The QCT has held weekly discussions about fairness, justice and equality, and on July 1, the Duke and Duchess of Sussex joined the video conference where challenging unconscious bias was a key part of the conversation.

Meghan Markle and Prince Harry said we must all acknowledge the "uncomfortable" past of the Commonwealth, as they tell young campaigners "it's not going to be easy" but the world must "right those wrongs". 

The couple spoke about this in a recent video conversation about the fight for equality with young leaders from across the world linked to the Queen's Commonwealth Trust (QCT).

Harry serves as president of the QCT while Meghan is vice-president — positions they have kept on following their departure from their frontline royal roles.

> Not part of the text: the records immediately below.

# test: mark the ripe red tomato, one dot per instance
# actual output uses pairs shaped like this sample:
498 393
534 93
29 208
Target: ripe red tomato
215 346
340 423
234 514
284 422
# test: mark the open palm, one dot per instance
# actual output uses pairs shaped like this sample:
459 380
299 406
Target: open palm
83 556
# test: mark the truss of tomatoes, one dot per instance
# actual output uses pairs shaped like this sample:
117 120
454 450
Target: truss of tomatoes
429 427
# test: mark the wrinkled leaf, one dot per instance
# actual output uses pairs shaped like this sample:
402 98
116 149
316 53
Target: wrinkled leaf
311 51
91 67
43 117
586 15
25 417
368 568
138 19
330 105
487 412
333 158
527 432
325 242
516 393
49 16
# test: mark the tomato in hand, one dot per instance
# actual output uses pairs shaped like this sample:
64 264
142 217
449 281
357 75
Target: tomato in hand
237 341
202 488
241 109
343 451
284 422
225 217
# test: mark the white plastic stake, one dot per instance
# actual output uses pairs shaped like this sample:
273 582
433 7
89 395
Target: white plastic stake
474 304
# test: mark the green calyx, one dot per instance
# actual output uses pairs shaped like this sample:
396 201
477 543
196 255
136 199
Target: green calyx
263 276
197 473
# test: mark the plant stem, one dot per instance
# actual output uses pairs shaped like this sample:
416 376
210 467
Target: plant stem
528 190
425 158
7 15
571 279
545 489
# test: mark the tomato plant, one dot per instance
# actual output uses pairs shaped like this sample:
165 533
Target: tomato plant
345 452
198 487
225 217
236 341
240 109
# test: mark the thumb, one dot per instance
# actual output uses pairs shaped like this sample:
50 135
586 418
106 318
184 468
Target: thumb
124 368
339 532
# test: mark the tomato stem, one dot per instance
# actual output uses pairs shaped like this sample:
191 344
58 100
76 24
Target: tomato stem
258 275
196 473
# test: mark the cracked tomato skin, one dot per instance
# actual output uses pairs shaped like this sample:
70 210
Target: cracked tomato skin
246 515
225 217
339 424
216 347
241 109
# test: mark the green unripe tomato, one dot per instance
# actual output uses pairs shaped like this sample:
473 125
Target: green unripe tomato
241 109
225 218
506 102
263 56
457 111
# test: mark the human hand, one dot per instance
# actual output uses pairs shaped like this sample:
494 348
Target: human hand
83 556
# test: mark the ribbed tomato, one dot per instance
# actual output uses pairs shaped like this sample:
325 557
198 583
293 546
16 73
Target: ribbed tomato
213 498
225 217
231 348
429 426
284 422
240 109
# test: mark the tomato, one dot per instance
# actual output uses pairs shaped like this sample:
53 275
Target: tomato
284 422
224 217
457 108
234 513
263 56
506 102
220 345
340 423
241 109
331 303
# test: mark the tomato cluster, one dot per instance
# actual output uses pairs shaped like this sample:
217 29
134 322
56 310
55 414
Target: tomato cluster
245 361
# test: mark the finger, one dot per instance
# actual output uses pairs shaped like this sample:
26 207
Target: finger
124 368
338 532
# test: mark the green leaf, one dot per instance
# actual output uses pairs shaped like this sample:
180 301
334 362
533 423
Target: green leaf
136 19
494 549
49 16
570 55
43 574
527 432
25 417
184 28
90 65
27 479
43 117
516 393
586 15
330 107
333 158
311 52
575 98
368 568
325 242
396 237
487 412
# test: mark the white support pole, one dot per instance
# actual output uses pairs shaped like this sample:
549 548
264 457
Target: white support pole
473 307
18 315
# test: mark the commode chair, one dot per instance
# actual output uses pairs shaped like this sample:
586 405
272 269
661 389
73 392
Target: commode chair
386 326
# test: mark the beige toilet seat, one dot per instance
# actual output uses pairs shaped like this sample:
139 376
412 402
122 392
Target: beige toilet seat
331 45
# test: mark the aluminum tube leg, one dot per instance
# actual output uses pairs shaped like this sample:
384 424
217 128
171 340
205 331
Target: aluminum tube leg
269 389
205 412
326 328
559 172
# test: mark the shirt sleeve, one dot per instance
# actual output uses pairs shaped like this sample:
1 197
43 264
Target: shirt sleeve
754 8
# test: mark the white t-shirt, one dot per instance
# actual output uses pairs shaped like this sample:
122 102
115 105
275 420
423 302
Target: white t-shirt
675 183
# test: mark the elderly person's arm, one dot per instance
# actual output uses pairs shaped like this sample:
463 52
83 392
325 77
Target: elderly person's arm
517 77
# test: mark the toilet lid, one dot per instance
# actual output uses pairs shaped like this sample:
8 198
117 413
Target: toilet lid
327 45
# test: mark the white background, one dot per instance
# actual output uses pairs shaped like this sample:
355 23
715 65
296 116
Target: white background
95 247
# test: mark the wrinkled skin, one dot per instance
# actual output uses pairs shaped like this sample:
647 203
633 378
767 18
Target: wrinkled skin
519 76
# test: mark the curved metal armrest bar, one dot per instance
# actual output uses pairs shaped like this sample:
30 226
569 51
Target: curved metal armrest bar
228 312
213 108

In the video conversation, Meghan and Harry spoke with Chrisann Jarrett, QCT Trustee and co-founder and co-CEO of We Belong; Alicia Wallace, director of Equality Bahamas; Mike Omoniyi, founder and CEO of The Common Sense Network; and Abdullahi Alim who leads the World Economic Forum's Global Shapers network of emerging young leaders in Africa and the Middle East.

“We can’t deny or ignore the fact that all of us have been educated to see the world differently," Harry said during the conversation.

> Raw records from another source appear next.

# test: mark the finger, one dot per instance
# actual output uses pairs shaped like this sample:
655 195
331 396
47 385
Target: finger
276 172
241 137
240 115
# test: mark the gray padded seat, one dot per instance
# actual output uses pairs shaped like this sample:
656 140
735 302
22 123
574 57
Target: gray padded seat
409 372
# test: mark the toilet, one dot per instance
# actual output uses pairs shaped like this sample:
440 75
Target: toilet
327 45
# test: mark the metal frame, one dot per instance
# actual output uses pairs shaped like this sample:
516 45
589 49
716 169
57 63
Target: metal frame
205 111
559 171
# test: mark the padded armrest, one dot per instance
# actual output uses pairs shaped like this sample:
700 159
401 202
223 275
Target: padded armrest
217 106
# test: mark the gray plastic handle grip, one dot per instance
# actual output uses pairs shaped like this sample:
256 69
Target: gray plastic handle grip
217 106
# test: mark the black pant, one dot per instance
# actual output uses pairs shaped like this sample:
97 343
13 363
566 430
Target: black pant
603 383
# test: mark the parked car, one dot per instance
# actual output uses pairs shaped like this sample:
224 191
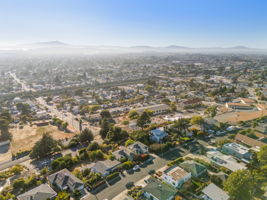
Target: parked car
129 185
136 168
152 171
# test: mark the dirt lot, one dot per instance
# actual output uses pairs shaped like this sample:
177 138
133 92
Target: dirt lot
25 138
234 117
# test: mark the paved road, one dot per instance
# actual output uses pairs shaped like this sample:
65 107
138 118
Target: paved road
8 164
23 85
112 191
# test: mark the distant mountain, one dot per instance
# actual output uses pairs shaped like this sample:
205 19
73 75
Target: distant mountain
142 46
176 47
239 47
47 44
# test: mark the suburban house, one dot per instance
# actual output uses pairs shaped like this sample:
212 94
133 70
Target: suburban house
104 167
158 134
237 150
249 141
175 176
65 180
213 192
129 152
239 106
193 167
226 161
157 109
155 190
41 192
191 102
247 101
261 106
138 148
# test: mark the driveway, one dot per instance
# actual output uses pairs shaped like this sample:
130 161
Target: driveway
116 189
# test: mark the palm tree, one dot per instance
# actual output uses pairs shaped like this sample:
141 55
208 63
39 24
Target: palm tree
182 125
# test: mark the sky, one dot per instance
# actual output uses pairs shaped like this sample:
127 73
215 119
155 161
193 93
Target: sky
191 23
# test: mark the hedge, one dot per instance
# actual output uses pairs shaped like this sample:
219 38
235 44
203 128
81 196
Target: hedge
175 162
112 176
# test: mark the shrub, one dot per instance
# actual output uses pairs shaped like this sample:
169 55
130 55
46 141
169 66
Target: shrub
175 162
112 176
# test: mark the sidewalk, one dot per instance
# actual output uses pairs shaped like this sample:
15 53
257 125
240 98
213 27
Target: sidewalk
141 182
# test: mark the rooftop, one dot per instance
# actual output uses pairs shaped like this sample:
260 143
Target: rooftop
237 147
176 172
215 193
159 190
225 161
41 192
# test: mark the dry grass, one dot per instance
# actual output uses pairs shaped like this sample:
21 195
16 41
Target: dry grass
25 138
235 117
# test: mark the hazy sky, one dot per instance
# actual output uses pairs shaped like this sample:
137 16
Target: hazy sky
193 23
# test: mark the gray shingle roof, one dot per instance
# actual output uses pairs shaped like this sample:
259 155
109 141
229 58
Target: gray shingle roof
65 178
215 193
42 192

"However, once you start to realize that there is that bias there, then you need to acknowledge it, you need to do the work to become more aware … so that you can help stand up for something that is so wrong and should not be acceptable in our society today.”

Harry, whose grandmother is head of the Commonwealth, said there is "no way that we can move forward unless we acknowledge the past". 

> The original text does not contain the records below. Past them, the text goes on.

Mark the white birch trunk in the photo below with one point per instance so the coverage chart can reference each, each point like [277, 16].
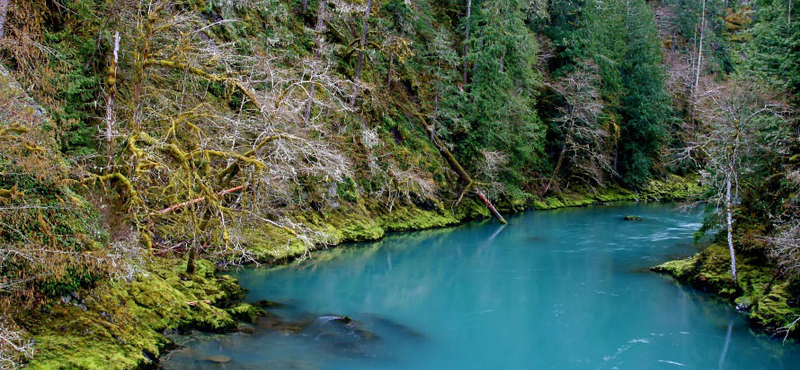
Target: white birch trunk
[729, 218]
[112, 92]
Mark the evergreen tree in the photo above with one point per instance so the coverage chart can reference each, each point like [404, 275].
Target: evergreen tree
[645, 108]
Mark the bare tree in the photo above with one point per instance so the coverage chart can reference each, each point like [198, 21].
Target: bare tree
[362, 47]
[3, 12]
[318, 48]
[197, 175]
[112, 93]
[699, 59]
[466, 42]
[584, 135]
[733, 117]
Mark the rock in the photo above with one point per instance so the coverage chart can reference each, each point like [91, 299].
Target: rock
[218, 359]
[246, 329]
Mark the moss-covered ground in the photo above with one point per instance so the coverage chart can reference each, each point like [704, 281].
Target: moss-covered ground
[763, 295]
[122, 324]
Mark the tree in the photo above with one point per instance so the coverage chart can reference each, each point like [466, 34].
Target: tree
[579, 124]
[645, 105]
[362, 46]
[739, 120]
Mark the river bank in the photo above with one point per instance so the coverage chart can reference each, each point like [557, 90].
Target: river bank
[122, 324]
[762, 293]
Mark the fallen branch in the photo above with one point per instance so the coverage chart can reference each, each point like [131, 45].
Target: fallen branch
[195, 201]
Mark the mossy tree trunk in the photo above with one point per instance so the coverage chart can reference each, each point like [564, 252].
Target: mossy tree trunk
[362, 46]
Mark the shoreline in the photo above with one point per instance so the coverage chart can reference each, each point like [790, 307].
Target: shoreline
[129, 320]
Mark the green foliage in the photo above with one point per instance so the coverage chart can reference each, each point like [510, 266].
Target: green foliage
[775, 50]
[645, 108]
[498, 103]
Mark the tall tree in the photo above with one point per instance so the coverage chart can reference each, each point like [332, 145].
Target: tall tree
[737, 141]
[645, 105]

“We’re going to have to be a little uncomfortable right now because it’s only in pushing through that discomfort that we get to the other side of this," Meghan added.

The couple then shared their hope for a better future driven by young people and a new generation of leaders.

“It’s not just in the big moments, it’s in the quiet moments where racism and unconscious bias lies and thrives," Megan explained. "It makes it confusing for a lot of people to understand the role that they play in that, both passively and actively.”

Harry said that the Black Lives Matter movement has allowed for people to recognize “the wrong” in the world, adding that ” this is the moment when people are starting to be listened to.”

Meghan continued on to say that the couple would do “everything from our end,” to help the young people — with Harry stressing his age adding that it was in the hands of the younger generation now. 

“I’m ageing – I’m 35,” he said.

“That’s not ageing,” his wife interjected.